Pengungsi anak-anak. (Foto: Ist/BBC)

Eranasional.com – Bencana alam dan cuaca ekstrem yang dipicu oleh perubahan iklim seperti banjir, kekeringan, badai, hingga kebakaran hutan, memaksa sekitar 43,1 juta anak dunia mengungsi.

Jumlah ini merupakan data yang dimiliki Badan Perserikatan Bangsa Bangsa yang menangani persoalan anak, UNICEF, PBB dari tahun 2016 sampai 2021.

Berdasarkan data tersebut, UNICEF mengecam dunia karena kurang memberikan perhatian kepada anak-anak yang menjadi korban.

Dalam sebuah laporan menyeluruh, salah satu penulis Laura Healy menyebutkan UNICEF telah merinci kisah-kisar yang menyayat hati dari beberapa anak yang terkena dampaknya.
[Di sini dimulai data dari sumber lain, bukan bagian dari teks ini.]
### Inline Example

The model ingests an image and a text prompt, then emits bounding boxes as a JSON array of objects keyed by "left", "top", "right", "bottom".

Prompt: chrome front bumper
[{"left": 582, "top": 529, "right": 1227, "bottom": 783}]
Salah satunya Khalid Abdul Azim, seorang anak asal Sudan yang desanya terendam banjir dan hanya bisa diakses menggunakan perahu.

“Kami memindahkan barang-barang kami ke jalan raya yang menjadi tempat kami tinggal selama berminggu-minggu,” kata Khalid Abdil Azim.

Pada tahun 2017, sepasang kakak adik, Mia dan Bravo mengaku menyaksikan kobaran api melalap minivan keluarganya di California, Amerika Serikat.

“Saya takut, terkejut. Saya jadi terjaga sepanjang malam,” kata Mia dalam laporan tersebut.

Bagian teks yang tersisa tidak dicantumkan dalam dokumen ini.